Friday, December 21, 2007
A sub-index measuring manufacturers' expectations for production in the next three months fell to 11, the lowest since July 2005.
``The short-term production outlook probably is being hurt by the declining forecasts regarding the international growth cycle,'' Isae said.
The Organization for Economic Cooperation and Development predicted on Dec. 6 that eurozone growth will slow to 1.9 percent next year from 2.6 percent in 2007. The OECD has also cut its forecast for 2008 U.S. growth to 2 percent from 2.5 percent. Non of these predictions may turn out to be accurate, but they are all pointing in the same direction.

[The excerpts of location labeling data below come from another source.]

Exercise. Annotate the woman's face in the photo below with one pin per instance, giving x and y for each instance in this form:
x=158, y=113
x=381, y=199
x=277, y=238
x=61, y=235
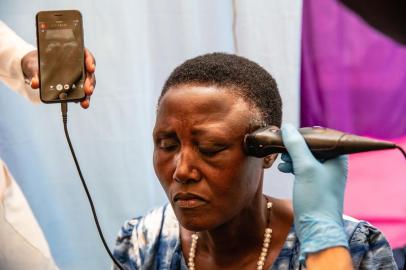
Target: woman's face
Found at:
x=199, y=158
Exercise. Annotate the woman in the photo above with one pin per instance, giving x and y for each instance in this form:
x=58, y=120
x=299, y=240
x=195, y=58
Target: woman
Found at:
x=218, y=216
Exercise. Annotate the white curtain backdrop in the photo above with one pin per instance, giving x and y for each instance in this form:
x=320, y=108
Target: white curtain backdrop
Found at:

Growth in Italy, which is Europe's fourth-biggest economy, has lagged behind the Eurozone average for the last 11 years, and will continue to do so for at least the next two, according to the European Commission in a Nov. 9 forecast.
Confindustria, Italy's largest employers' lobby, on Dec. 14 also cut its forecast for the Italy's economic growth next year to 1 percent, almost half the rate predicted for 2007.

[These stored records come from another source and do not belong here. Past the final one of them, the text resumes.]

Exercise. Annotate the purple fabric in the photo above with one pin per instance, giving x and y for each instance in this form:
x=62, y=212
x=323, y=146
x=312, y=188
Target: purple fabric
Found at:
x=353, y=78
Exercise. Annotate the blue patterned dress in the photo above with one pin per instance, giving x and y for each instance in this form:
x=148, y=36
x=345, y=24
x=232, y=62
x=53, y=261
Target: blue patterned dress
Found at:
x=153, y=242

Thursday, December 20, 2007
A 48 percent jump in oil prices this year is raising household energy costs while a lorry driver's strike has disrupted this months delivery of basic foods such as milk, boosting grocery bills. Higher credit costs sparked by rising mortgage defaults in the U.S. are also starting to weigh on consumer optimism in what is still Europe's fourth-largest economy.
The biggest concern expressed by consumers concerned the outlook for the economy. Optimism about the general economic situation fell to 89.6 from 91 with confidence about future prospects dropping to 112.5 from 113.7, Isae said.

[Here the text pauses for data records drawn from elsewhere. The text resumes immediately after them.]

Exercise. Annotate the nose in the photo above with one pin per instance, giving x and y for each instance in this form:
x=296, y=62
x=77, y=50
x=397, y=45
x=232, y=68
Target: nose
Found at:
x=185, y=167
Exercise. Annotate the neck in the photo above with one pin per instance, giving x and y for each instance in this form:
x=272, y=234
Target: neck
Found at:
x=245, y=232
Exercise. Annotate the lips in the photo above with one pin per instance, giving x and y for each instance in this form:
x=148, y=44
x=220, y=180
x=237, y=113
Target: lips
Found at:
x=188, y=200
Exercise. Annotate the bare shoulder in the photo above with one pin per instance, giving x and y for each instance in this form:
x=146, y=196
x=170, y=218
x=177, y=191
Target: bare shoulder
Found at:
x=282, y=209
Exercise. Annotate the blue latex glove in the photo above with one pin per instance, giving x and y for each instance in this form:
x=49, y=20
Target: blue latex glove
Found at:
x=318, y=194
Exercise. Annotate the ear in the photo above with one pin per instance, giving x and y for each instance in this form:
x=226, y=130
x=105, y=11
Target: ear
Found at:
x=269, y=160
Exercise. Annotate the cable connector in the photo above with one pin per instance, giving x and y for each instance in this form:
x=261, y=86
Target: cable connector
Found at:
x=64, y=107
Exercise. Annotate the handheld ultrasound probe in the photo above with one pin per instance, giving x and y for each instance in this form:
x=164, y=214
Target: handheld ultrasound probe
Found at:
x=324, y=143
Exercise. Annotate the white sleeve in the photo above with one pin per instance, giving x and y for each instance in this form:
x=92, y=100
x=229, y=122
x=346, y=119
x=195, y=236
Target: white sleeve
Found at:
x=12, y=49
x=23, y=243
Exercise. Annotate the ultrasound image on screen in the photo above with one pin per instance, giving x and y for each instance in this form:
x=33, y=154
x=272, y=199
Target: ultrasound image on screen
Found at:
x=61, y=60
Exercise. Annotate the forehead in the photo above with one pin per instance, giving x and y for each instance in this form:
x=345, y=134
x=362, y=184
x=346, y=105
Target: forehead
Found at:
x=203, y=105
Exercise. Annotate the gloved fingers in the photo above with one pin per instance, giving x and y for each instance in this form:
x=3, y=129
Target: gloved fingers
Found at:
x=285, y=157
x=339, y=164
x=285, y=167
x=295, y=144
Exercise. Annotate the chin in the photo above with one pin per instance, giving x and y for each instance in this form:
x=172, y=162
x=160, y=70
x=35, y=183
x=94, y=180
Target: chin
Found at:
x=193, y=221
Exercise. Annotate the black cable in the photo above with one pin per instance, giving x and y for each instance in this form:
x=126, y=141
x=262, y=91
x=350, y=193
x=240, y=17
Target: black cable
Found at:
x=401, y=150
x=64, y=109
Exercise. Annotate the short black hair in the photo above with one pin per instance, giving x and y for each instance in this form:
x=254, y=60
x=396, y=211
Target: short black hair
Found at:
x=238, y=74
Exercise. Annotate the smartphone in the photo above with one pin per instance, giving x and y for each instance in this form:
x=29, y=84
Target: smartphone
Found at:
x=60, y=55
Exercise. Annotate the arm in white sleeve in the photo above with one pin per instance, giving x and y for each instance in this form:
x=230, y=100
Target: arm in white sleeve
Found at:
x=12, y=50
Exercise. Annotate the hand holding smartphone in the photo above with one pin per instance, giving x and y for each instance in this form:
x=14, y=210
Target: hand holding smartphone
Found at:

Consumer spending has been consistently weak in Italy in recent years. Retail sales declined for a ninth month in November, accordig to the Bloomberg sponsored purchasing managers index showed.
The pace of household spending slowed to 0.2 percent in the third quarter, compared with growth of 0.6 percent in the previous quarter, according to the ISTAT National Accounts data.
Italian economic growth has lagged behind that of most other counties in the eurozone for more than a decade now (the other weak party is Germany in this regard). The Italian government cut its growth forecast (29 Sept) for next year to 1.5 percent from an earlier 1.9 percent forecast. The Italian government is still more optimistic than the European Commission, however, since the latter estimate Italy's 2008 growth rate at 1.4 percent, and there are plenty of downside risks all round here.